All this, of course, is build-up for the book that I recently finished. Needless to say, one of the reasons that I had been avoiding City Lights is because I knew I couldn’t go there without purchasing many, many books. I actually put back some of the books that I wanted (a difficult feat, I can assure you). However, I still ended up spending a great deal of time and money there. I left with several writings from Beat scions…not necessarily their most well-known contributions but instead lesser-known offerings that have received less attention throughout the years but still sounded provocative.
Among my purchases was a collaborative effort between Jack Kerouac and William S. Burroughs, the earliest written offering by either author. Written in 1945, And the Hippos Were Boiled in Their Tanks tells a fictional account of a true crime to which both Burroughs and Kerouac were made accessories by prime suspect and mutual friend, Lucien Carr. I won’t go into details since many of them made their way into this novel, and I would hate to give too much away here.
Although, honestly, the details of the crime are almost incidental to what I perceive as one of the cornerstones of the Beat mindset…and that is the ephemeral yet irresistible power of the now. There is an immediacy to how these characters behave that is in stark contrast to established parameters of acceptable behavior, especially that of 1940s-era America. They sleep when they are tired, they eat when they are hungry, they have sex when they are horny, they experiment when they are curious, they drink until their thirsts are quenched, regardless of time or place or responsibility. They respond to the primal rather than the proper. They act in the moment without considering later consequences. They are not shackled by societal pressures of conformity. They view possessions in communal rather than proprietary terms because they place more importance on ideas than on material things. Things are not to be coveted or kept but to be shared and used as needed, by whoever might need them.
There are so many ideas and behavior quirks embedded throughout this novel that came to identify the tenets of the Beat movement—all presented in its nascent years by two who would become linchpin contributors to its birth and growth.

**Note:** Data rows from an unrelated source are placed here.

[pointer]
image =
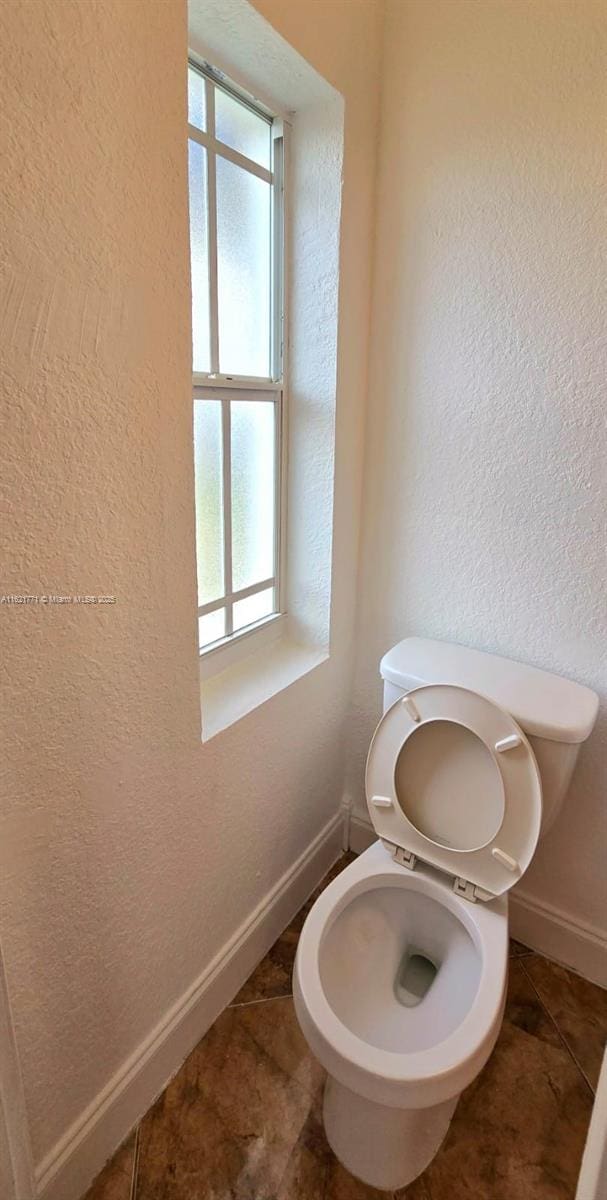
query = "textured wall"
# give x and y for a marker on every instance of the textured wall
(485, 489)
(128, 851)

However, this novel remained unpublished throughout the lives of both its authors, not seeing the light of published day until 2008—63 years after it was first written.
Is it their best? I can’t say definitively one way or the other, but I can assume that it’s not either writer’s greatest offering. First books rarely are. Is it important? I think so. It is the beginning of Kerouac and Burroughs. Before On the Road. Before Naked Lunch. This was their joint birth, hidden from sight for more than six decades.
As to the strangeness of the title? That seems to be a bit of a hazy sticking point. Burroughs remembered hearing a newscaster state this line while reporting on a fire at the St. Louis Zoo. Kerouac remembered it as being in reference to a fire at a zoo in London. Still another thought is that it was in reference to a fire at a circus. Regardless, let us take a moment of silence for those poor hippos, wherever they might have been.
Final Verdict: You don’t give away a book like this. You give it pride of place with all those other seminal writings from other authors who helped shape and define the literary conscience at its various transformation points.